Howard P. Boyd (November 2, 1914 – December 20, 2011) was an American entomologist best known for his close association with the New Jersey Pine Barrens spanning more than 70 years.

== Background ==

Boyd was born in Boston, Massachusetts, in 1914. He attended the University of New Hampshire for two years before transferring to Boston University, where he received a B.S. in botany in 1938. He then obtained an M.S. in entomology from the University of Delaware in 1979.

== Career ==
Shortly after his graduation from Boston University, Boyd went to work for the Boy Scouts of America (BSA), moving with his wife, Doris (nee Fowler), to the Philadelphia area in 1938. He had his first exposure to the New Jersey Pine Barrens through numerous insect collecting trips in the fall of that year.
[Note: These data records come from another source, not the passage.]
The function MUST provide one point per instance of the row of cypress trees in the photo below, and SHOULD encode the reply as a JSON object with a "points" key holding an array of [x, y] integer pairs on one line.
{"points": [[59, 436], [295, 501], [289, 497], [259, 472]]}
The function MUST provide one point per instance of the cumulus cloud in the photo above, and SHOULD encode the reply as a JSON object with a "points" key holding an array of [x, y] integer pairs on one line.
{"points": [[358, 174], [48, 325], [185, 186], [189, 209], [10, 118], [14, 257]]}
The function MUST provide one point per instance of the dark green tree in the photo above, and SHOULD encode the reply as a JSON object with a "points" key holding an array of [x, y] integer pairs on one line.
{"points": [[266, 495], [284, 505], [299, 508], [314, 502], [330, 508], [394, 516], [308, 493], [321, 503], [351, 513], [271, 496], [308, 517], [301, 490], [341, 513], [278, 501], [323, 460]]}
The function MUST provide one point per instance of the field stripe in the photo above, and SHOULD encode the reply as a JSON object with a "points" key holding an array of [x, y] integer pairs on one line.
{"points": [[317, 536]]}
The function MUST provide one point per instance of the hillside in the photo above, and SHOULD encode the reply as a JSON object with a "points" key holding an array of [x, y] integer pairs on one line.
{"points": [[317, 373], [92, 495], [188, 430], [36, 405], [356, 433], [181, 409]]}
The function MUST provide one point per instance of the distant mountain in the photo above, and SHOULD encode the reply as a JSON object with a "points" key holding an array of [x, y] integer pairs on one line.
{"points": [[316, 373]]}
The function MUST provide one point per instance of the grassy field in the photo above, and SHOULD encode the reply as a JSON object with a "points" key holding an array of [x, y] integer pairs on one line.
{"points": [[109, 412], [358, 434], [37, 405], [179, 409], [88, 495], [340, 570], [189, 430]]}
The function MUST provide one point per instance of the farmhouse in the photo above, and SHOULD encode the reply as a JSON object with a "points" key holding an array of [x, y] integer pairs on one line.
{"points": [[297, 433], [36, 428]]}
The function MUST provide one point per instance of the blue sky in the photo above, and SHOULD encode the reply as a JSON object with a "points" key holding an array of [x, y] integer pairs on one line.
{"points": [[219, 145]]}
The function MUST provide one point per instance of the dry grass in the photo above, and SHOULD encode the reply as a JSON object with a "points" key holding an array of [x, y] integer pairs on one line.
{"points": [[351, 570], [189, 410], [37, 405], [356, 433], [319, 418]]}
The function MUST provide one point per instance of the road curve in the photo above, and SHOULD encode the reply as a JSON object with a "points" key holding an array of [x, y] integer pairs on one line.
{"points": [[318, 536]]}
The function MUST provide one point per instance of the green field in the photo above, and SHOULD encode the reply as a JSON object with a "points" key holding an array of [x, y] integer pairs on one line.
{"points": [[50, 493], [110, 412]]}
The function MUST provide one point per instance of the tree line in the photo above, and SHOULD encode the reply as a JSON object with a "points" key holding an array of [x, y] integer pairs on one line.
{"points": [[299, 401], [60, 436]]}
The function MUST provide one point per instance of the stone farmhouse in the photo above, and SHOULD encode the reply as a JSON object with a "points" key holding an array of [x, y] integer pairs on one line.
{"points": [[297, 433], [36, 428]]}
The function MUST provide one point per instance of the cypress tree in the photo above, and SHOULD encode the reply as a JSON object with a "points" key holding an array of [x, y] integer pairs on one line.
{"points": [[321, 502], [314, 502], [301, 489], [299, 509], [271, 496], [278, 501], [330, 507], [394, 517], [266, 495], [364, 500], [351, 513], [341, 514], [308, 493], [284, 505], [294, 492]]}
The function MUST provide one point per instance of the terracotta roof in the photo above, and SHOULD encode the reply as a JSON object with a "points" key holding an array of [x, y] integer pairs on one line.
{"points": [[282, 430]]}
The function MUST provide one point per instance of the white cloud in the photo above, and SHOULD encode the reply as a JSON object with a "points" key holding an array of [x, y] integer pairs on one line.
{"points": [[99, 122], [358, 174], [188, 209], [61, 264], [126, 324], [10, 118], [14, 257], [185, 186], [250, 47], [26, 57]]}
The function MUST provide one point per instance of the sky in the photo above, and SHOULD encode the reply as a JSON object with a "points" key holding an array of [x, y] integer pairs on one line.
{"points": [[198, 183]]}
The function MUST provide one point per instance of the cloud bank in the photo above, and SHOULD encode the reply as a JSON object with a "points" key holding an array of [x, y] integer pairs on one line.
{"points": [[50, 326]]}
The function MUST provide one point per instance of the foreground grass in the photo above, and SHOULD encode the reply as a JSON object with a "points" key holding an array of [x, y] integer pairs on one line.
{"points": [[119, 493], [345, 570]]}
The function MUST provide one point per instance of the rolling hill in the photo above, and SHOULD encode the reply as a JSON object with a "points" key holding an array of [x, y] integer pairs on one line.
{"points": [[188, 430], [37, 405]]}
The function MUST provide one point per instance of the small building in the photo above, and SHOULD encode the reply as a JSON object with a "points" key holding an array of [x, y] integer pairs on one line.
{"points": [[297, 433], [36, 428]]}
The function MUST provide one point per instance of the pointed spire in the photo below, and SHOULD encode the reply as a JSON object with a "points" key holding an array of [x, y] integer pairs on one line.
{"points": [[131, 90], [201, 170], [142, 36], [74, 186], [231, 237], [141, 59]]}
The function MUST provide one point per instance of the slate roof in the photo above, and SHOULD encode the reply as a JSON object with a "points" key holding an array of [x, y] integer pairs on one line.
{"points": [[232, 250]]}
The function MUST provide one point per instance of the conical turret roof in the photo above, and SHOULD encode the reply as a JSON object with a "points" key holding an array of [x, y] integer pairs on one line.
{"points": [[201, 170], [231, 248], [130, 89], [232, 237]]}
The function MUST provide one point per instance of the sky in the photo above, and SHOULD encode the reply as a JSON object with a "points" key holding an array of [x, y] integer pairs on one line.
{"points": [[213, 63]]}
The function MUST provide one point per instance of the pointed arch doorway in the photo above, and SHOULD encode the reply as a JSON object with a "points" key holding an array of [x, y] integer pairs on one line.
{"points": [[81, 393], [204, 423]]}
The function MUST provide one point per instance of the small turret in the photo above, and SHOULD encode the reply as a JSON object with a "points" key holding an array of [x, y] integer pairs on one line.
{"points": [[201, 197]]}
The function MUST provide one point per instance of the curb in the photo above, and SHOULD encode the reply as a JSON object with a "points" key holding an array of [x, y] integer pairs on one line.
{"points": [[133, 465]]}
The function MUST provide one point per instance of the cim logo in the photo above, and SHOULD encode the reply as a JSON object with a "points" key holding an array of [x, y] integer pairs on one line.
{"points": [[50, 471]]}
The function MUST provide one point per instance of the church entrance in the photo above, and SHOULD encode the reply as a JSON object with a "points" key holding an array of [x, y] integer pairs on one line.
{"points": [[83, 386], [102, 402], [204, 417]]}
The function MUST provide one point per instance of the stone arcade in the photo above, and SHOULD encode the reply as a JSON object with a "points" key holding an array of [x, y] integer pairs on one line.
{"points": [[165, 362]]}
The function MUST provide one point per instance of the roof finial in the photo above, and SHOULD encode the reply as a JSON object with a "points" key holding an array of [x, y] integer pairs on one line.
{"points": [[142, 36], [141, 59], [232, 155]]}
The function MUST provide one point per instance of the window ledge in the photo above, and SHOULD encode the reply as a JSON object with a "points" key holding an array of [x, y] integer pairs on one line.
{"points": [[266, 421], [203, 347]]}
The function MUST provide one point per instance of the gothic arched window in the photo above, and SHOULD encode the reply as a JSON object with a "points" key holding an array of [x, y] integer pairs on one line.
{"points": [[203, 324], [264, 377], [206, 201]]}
In 1969, after 31 years as an executive with BSA, he retired, at which time he became increasingly active in his two primary areas of interest: the Pine Barrens and entomology.

Beginning in 1974, he spent nearly 30 years as the editor of the serial scientific publication, Entomological News, published by the American Entomological Society (AES), and he served as president of the AES from 1977 to 1981. For much of his adult life he was considered one of the U.S.'s leading experts on tiger beetles, a significant focus of his entomological research. He served as vice president and executive board member of the New Jersey Audubon Society (NJAS) from 1975 to 1983, and as chair of NJAS's Advisory Committee for the Rancocas Nature Center, which he helped establish, from 1977 to 1980. He was president of the Burlington County Natural Sciences Club from 1988 to 1990. Beginning in 1989 he served as a trustee of PPA.
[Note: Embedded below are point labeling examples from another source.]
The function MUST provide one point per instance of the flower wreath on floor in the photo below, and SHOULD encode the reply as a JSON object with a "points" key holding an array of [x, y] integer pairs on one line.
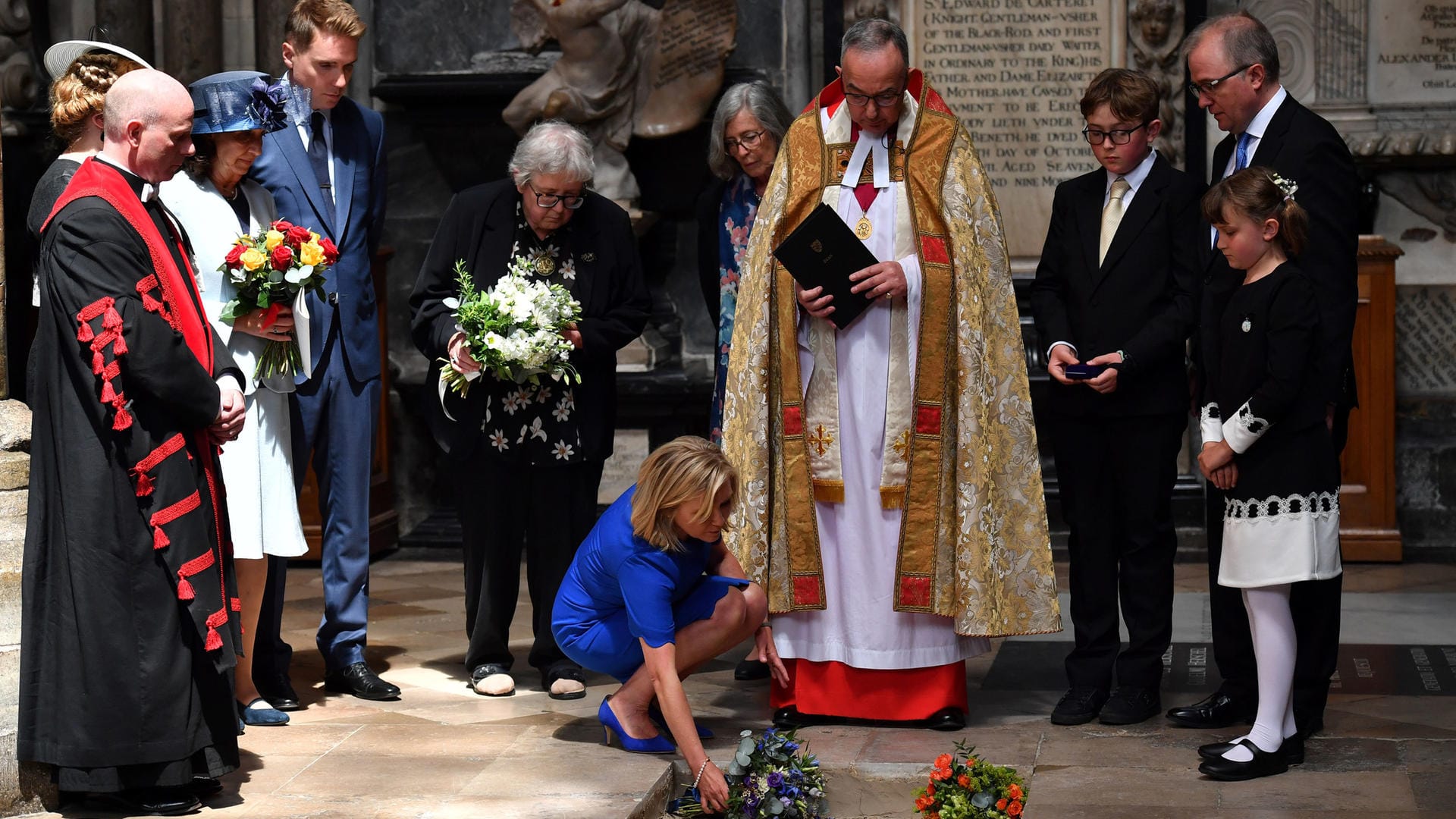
{"points": [[770, 776], [965, 787]]}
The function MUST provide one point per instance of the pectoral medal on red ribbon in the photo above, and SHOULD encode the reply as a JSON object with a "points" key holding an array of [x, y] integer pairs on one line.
{"points": [[271, 315]]}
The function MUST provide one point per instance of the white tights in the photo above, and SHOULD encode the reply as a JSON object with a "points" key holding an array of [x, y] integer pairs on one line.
{"points": [[1274, 648]]}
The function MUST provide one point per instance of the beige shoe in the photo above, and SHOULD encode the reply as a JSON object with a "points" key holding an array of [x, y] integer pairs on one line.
{"points": [[492, 681]]}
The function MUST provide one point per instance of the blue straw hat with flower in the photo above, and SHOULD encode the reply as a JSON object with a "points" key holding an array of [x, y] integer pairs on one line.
{"points": [[243, 101]]}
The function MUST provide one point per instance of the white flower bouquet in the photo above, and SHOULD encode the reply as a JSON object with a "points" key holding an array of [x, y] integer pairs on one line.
{"points": [[513, 330]]}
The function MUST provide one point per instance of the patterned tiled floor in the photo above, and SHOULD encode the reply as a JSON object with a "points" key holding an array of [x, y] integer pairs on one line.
{"points": [[443, 751]]}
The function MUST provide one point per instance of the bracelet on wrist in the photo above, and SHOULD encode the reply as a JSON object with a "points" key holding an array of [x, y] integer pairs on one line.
{"points": [[701, 768]]}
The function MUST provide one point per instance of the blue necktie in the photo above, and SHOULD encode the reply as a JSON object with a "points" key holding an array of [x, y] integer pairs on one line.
{"points": [[1241, 152], [319, 158]]}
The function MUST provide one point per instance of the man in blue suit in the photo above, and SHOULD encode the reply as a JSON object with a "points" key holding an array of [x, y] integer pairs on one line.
{"points": [[328, 172]]}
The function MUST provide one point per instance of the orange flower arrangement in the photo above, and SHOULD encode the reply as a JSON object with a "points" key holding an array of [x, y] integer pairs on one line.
{"points": [[965, 787]]}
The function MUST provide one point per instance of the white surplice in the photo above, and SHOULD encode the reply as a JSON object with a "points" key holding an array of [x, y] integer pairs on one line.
{"points": [[262, 504], [859, 539]]}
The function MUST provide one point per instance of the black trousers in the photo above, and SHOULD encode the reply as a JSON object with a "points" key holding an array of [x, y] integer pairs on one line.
{"points": [[546, 510], [1315, 605], [1117, 479]]}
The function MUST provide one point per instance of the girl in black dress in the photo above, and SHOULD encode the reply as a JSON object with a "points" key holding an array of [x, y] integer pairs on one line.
{"points": [[1266, 444]]}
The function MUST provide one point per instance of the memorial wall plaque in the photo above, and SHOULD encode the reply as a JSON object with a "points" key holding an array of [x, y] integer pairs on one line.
{"points": [[1014, 72], [1413, 53]]}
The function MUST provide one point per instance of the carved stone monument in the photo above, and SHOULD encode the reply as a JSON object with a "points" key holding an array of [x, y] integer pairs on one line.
{"points": [[1155, 37], [1014, 72], [625, 67]]}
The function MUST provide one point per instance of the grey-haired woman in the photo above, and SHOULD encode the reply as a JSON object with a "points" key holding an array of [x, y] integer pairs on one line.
{"points": [[528, 460], [747, 127]]}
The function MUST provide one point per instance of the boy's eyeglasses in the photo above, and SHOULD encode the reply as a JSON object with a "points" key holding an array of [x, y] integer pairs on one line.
{"points": [[1119, 137]]}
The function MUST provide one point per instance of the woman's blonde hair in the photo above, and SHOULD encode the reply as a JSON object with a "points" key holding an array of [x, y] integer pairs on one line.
{"points": [[680, 471], [77, 95]]}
In 1980, Boyd was presented with the Paul S. Battersby Award by the Audubon Wildlife Society. In 1989, he was presented with the Silver Beaver Award by the Camden County Council, BSA. In 2002, he was presented with the Medal of the Garden Club of New Jersey (GCNJ), the organization's highest honor. In 2004, he was one of two premiere inductees into the Pine Barrens Hall of Fame, established by PPA to honor heroes of Pine Barrens protection.

Howard and Doris Boyd, who predeceased him in 2009 at age 94, were married for over 70 years and were survived by two children, five grandchildren, and eleven great-grandchildren. The couple were longtime residents of Tabernacle, New Jersey, Burlington County, within the Protection Area of the Pinelands National Reserve. He died on December 20, 2011.